Fortunately, the other bar hadn't closed yet. The bar stool swayed
uncontrollably as I climbed on to it. There was a small karaoke stage
and a pale thirty year old relived his glory days, singing the Cure. A
head fell onto my shoulder, and an arm caressed my bicep.

"Looks like someone likes you James," Matt smiled. The Asian girl next to me tottered on her stool.

"Hey?" my mind shuffled through a series of bad pickup lines. "If I
told you you had a beautiful body, would you hold it against me?"

Matt's eyes rolled as the girl grabbed my arm tighter to keep from falling off her seat. The bartender noticed.

"I think you've had enough," he took her beer and placed it behind the bar.

Suddenly, there was a flurry of Korean fury. "You can't take that!"
The drunk girl grabbed an empty pint glass and pitched it with Nolan
Ryan speed at the mirror behind the bar. Glass sprayed across the room.
Then she swiped her hand across the counter top, knocking more glasses
over.

"Get the f*#k out of my bar!" The bartender stared at the shards of
glass strewn through the room. A bouncer ran up, grabbed the girl, and
dragged her to the street. as the bartender picked up glass.

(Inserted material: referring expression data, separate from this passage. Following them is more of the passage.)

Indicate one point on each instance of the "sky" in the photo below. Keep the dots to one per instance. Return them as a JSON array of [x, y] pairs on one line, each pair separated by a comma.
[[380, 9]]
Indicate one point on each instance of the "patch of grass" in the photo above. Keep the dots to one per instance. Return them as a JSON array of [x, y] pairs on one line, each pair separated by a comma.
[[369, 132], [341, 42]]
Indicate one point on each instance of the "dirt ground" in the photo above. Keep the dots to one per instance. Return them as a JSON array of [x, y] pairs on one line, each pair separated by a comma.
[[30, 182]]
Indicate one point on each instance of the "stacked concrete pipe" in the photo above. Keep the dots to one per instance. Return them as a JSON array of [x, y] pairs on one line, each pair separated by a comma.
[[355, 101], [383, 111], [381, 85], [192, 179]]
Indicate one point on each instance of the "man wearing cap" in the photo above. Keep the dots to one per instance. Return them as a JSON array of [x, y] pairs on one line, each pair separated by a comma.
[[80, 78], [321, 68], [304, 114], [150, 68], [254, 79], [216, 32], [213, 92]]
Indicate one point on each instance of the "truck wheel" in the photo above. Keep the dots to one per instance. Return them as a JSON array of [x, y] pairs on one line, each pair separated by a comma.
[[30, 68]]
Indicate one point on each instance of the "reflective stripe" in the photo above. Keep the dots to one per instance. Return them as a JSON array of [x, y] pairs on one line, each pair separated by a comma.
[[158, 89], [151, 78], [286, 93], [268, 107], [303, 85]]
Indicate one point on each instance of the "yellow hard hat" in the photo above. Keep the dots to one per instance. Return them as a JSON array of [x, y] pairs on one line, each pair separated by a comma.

Matt plucked a piece of shrapnel from his beer, and downed the
rest. "You couldn't afford a condom anyway. Let's go, there's a couple
of pale ales back at the house." He tossed an extra bill to the
bartender. "Be thankful this sh#t doesn't happy at Jupiters."

I stumbled behind. The future looked grim: work, shitty climbing,
and hangovers. I'd jumped the shark. But leaving the bar, I was happy
that, at least for a moment, life was exciting.